Neue teure Medikamente
Dass die jungen Demokratien im Osten nun Zugang zu den neuesten Medikamenten aus aller Welt haben, sei
als große Verbesserung zu werten, bringe aber nicht nur Vorteile, sagte Leiner. In Ungarn verschlingen die
Kosten für Arzneimittel schon mehr als ein Drittel der nationalen Gesundheitsausgaben. Der ungarische Gesundheitsstaatssekretär
Imre Holló habe beklagt, dass die ehemaligen Ostblockstaaten noch wenig Erfahrung haben im Verhandeln mit
den Pharmafirmen. Neu entwickelte Produkte kosten viel Geld, bringen aber nicht zwingend großen therapeutischen
Nutzen. "Es wäre wichtig, nur wirklich innovative Medikamente zu unterstützen. Eine EU-weite Studie
hat ergeben, dass in den letzten 22 Jahren von den 2.693 in der EU zugelassenen Medikamenten nur 0,3 Prozent einen
wirklichen therapeutischen Fortschritt gebracht haben", sagte Leiner.

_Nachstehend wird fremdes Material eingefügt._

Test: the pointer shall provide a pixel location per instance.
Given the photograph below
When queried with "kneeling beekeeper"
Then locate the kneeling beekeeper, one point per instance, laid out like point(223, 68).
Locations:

Qualität als Schlüssel zur ökonomischen Optimierung
Die Frage, wie die galoppierenden Gesundheitskosten in den Griff zu bekommen sind, ohne die Gesundheitsversorgung
zu beschränken oder zu verschlechtern, ist alten und neuen EU-Staaten gemeinsam. "Es ist richtig, nach
Einsparmöglichkeiten zu suchen. Doch sollten wir dabei nicht aus den Augen verlieren, dass dem Patienten heute
ungleich mehr geboten wird als vor zehn oder zwanzig Jahren und Innovationen ihren Preis haben", unterstrich
Leiner. In anderen Bereichen werde um Kostensteigerung nicht soviel Aufhebens gemacht: "Die Deutschen geben
pro Jahr 133 Milliarden Euro für ihre Gesundheit aus. Ungleich mehr, nämlich 174 Milliarden Euro, investieren
sie in ihre Autos. Die Qualität der Pkws wird immer besser, weshalb die Menschen auch bereit sind, mehr zu
bezahlen." Wie im Parallelforum "Auf dem Weg zu Hochleistungsgesundheitssystemen" gesagt wurde,
seien qualitative Verbesserungen auch der Schlüssel für eine ökonomische Optimierung von Gesundheitssystemen.

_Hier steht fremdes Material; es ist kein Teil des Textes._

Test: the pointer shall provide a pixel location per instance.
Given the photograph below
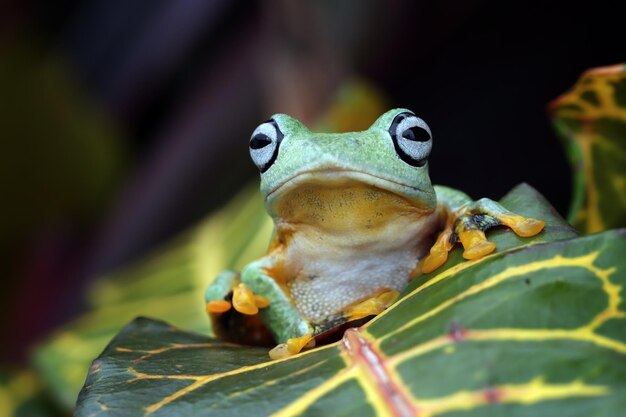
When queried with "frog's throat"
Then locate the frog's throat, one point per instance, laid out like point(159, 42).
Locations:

"Wenn die Qualität stimmt, lassen sich etwa viele ärztliche ‚Kunstfehler' vermeiden."
Verstärkter IT-Einsatz als Sparmöglichkeit
Erfolg versprechend könnte laut Leiner der verstärkte Einsatz von Informationstechnologie (IT)

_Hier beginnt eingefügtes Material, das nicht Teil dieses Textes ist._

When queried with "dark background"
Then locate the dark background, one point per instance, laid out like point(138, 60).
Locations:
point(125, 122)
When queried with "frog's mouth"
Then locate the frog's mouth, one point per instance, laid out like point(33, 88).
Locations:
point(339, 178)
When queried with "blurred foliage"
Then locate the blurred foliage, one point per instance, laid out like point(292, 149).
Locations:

in Gesundheitssystemen sein. Der Einsatz von Computern könne bei der Diabeteskontrolle nützlich sein
- mit Hilfe des Systems DIADEM sei es beispielsweise für Ärzte möglich, die Zuckerwerte von Diabetespatienten
ständig zu kontrollieren und im Bedarfsfall rasch einzugreifen. Die Werte werden vom Patienten zweimal täglich
in den Computer eingegeben und stehen dann online zur Verfügung. "Die Patienten können so besser
eingestellt werden. Und gut eingestellte Patienten kosten das System und die Einzelperson weniger", so Leiner.
Solidaritätsprinzip als Basis für sozialen Frieden
Es wäre dramatisch, wenn man aus all der Forschung keine positiven Resultate ziehen könne. Den
globalen Problemen könne man aber nur begegnen, wenn die europäischen Grundwerte in die Praxis umgesetzt
würden, betont Leiner. Er warnte davor, vom Solidaritätsprinzip abzurücken, das bislang die Basis
für alle europäischen Gesundheits- und Sicherungssysteme gebildet hat. Europa sei bislang stets gut damit
beraten gewesen, auch wenn in letzter Zeit der so genannte Wohlfahrtstaat als Belastung für Staat und Bürger
hingestellt wird, weil er auch seinen Preis hat. "Was ist die Alternative? Sollten wir nach einem US-amerikanischen
Modell streben, wo mehr als in jedem anderen EU- oder OECD-Land für Gesundheit ausgegeben wird, und die Leute
dennoch ganz schlecht versorgt sind? Wo Krankheit zur Armutsfalle wird? Einer unserer EHFG-Experten, Prof. Martin
McKee, hat berichtet, dass in den USA 40 Millionen Menschen nicht sozialversichert sind und mancherorts afrikanische
Amerikaner mindestens so schlecht dran sind wie Patienten in Russland? Investitionen in Gesundheit und Soziales
rechnen sich - in der Arbeitskraft der Menschen, aber auch in Form von sozialem Frieden in Europa", so Leiner.